We have $\sup(A+B)=\sup(A)+\sup(B) $.Thus, we have $\sup(\sum\limits_{i=1}^{n}X_i)=\sum\limits_{i=1}^{n}(\sup X_{i})$ for every finite integer $n\in\mathbb{N}$. However, what about the set sequence? More specifically, we have a set sequence $X_i$ and $X_i \subset \mathbb{R}^{+}$ for each $i\in\mathbb{N}$, that is to say, for each $x\in X_i$, $x\geq 0$, this guarantees the existence of $\sum\limits_{i=1}^{\infty}x_i(x_i\in X_i)$, whatever it is finite or infinite, so that we can talk about $\sup(\sum\limits_{i=1}^{\infty}X_i)$. I wonder whether $\sup(\sum\limits_{i=1}^{\infty}X_i)$ is equal to $\sum\limits_{i=1}^{\infty}(\sup X_i)$ just as finite circumstance. I get a wrong proof like this: fix $b\in\sum\limits_{i=2}^{\infty}X_i$,then for every $a\in X_1, a=a+b-b$, like we did in finite circumstance. But i soon realize we can't have $a=a+b-b$, since b maybe is infinite. If $\sup(\sum\limits_{i=1}^{\infty}X_i)=\sum\limits_{i=1}^{\infty}(\sup X_i)$, how to prove it. If not, how to get a countexample. Thanks!
2 Answers
For any $\epsilon > 0$, there are $x_i \in X_i$ with $x_i > \sup(X_i) - 2^{-i} \epsilon$, so $$ \sup\left(\sum_{i=1}^\infty X_i\right) \ge \sum_{i=1}^\infty x_i \ge \sum_{i=1}^\infty \left( \sup(X_i) - 2^{-i} \epsilon \right) = \sum_{i=1}^\infty \sup(X_i) - \epsilon $$ so taking $\epsilon \to 0$, we get $$\sup\left(\sum_{i=1}^\infty X_i\right) \ge \sum_{i=1}^\infty \sup(X_i)$$ On the other hand, for any sequence with $x_i \in X_i$, $x_i \le \sup(X_i)$, so $$ \sum_{i=1}^\infty x_i \le \sum_{i=1}^\infty \sup(X_i)$$ so that $$\sup\left(\sum_{i=1}^\infty X_i \right) \le \sum_{i=1}^\infty \sup(X_i)$$
They seems equal.
To make sense, we assume that all the number sequences converge at $\mathbb{R}\cup\{\pm\infty\}$.

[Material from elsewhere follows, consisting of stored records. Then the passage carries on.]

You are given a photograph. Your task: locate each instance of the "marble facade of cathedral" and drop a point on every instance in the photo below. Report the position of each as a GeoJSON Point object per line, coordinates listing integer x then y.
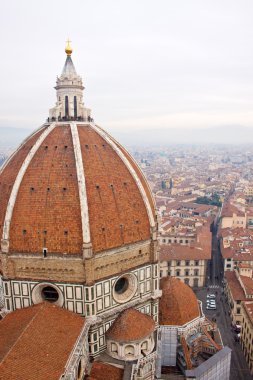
{"type": "Point", "coordinates": [79, 230]}
{"type": "Point", "coordinates": [79, 270]}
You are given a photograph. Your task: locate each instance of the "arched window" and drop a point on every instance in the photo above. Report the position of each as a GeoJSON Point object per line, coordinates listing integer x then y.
{"type": "Point", "coordinates": [75, 107]}
{"type": "Point", "coordinates": [114, 348]}
{"type": "Point", "coordinates": [67, 106]}
{"type": "Point", "coordinates": [129, 350]}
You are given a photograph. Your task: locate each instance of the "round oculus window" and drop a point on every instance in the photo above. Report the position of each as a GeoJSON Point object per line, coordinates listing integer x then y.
{"type": "Point", "coordinates": [125, 288]}
{"type": "Point", "coordinates": [49, 294]}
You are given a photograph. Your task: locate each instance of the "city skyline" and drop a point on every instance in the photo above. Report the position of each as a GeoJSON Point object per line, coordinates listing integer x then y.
{"type": "Point", "coordinates": [183, 66]}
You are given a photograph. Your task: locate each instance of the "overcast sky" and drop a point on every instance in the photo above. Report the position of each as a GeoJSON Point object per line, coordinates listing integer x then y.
{"type": "Point", "coordinates": [145, 64]}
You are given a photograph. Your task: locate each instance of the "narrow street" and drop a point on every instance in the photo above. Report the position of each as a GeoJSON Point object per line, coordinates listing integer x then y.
{"type": "Point", "coordinates": [239, 367]}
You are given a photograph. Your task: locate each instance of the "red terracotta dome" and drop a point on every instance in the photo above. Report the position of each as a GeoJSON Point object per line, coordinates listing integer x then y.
{"type": "Point", "coordinates": [178, 304]}
{"type": "Point", "coordinates": [71, 184]}
{"type": "Point", "coordinates": [131, 325]}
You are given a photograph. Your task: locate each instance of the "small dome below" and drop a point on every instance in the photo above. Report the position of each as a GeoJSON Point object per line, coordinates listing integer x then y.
{"type": "Point", "coordinates": [131, 325]}
{"type": "Point", "coordinates": [178, 304]}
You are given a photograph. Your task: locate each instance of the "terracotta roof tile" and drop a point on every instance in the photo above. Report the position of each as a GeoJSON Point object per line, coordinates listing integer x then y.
{"type": "Point", "coordinates": [178, 304]}
{"type": "Point", "coordinates": [35, 342]}
{"type": "Point", "coordinates": [234, 286]}
{"type": "Point", "coordinates": [184, 252]}
{"type": "Point", "coordinates": [103, 371]}
{"type": "Point", "coordinates": [130, 326]}
{"type": "Point", "coordinates": [47, 203]}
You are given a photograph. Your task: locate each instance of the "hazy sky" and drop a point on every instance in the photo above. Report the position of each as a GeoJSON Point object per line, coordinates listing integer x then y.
{"type": "Point", "coordinates": [145, 64]}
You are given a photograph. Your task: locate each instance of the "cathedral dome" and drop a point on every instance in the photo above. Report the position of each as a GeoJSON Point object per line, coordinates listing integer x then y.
{"type": "Point", "coordinates": [70, 185]}
{"type": "Point", "coordinates": [178, 304]}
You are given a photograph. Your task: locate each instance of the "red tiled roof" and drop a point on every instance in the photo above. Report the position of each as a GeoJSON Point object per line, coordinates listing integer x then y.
{"type": "Point", "coordinates": [248, 284]}
{"type": "Point", "coordinates": [184, 252]}
{"type": "Point", "coordinates": [103, 371]}
{"type": "Point", "coordinates": [228, 210]}
{"type": "Point", "coordinates": [36, 342]}
{"type": "Point", "coordinates": [178, 304]}
{"type": "Point", "coordinates": [130, 326]}
{"type": "Point", "coordinates": [115, 202]}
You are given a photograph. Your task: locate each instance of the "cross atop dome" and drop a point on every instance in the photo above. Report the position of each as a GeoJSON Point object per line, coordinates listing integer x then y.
{"type": "Point", "coordinates": [69, 87]}
{"type": "Point", "coordinates": [68, 49]}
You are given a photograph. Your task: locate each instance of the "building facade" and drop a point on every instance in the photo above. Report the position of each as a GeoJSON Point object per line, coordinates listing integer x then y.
{"type": "Point", "coordinates": [79, 228]}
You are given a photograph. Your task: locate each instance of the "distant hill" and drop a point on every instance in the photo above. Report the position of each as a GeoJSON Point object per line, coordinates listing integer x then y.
{"type": "Point", "coordinates": [12, 137]}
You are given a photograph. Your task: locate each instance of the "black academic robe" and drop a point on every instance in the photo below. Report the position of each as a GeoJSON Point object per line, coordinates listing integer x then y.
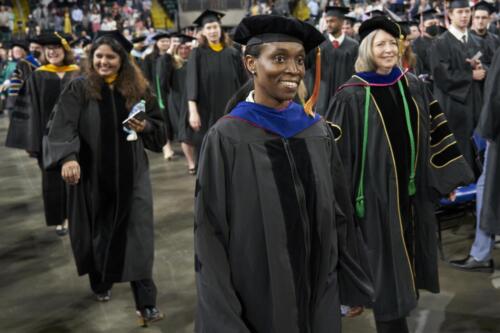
{"type": "Point", "coordinates": [177, 105]}
{"type": "Point", "coordinates": [27, 128]}
{"type": "Point", "coordinates": [458, 94]}
{"type": "Point", "coordinates": [212, 79]}
{"type": "Point", "coordinates": [111, 208]}
{"type": "Point", "coordinates": [421, 47]}
{"type": "Point", "coordinates": [337, 66]}
{"type": "Point", "coordinates": [489, 128]}
{"type": "Point", "coordinates": [157, 70]}
{"type": "Point", "coordinates": [399, 230]}
{"type": "Point", "coordinates": [275, 243]}
{"type": "Point", "coordinates": [491, 41]}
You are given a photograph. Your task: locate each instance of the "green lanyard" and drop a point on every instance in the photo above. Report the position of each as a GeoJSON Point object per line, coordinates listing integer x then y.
{"type": "Point", "coordinates": [158, 92]}
{"type": "Point", "coordinates": [360, 195]}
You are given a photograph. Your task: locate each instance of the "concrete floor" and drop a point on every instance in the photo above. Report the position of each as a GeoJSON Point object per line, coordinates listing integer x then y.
{"type": "Point", "coordinates": [41, 292]}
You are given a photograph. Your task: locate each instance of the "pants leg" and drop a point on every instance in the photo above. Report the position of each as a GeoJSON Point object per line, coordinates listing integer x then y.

$$a\in\sum_{i=1}^\infty X_i\implies a\le \sum_{i=1}^\infty \sup(X_i). $$Hence $$\sup(\sum_{i=1}^\infty X_i)\le \sum_{i=1}^\infty \sup(X_i). $$
On the other hand, $\forall \varepsilon>0, \forall i\in\mathbb{N}$, there exists $x_i\in X_i$ such that $x_i<\sup(X_i)-\varepsilon^i$. Then $$\sum_{i=1}^\infty x_i=\sum_{i=1}^\infty \sup(X_i)-\varepsilon^i=\sum_{i=1}^\infty \sup(X_i)-\frac{\varepsilon}{1-\varepsilon}. $$Hence we have $$\sup(\sum_{i=1}^\infty X_i)\ge \sum_{i=1}^\infty \sup(X_i)-\frac{\varepsilon}{1-\varepsilon}.$$
As $\varepsilon\to 0$, it is obvious that $$\sup(\sum_{i=1}^\infty X_i)\ge \sum_{i=1}^\infty \sup(X_i).$$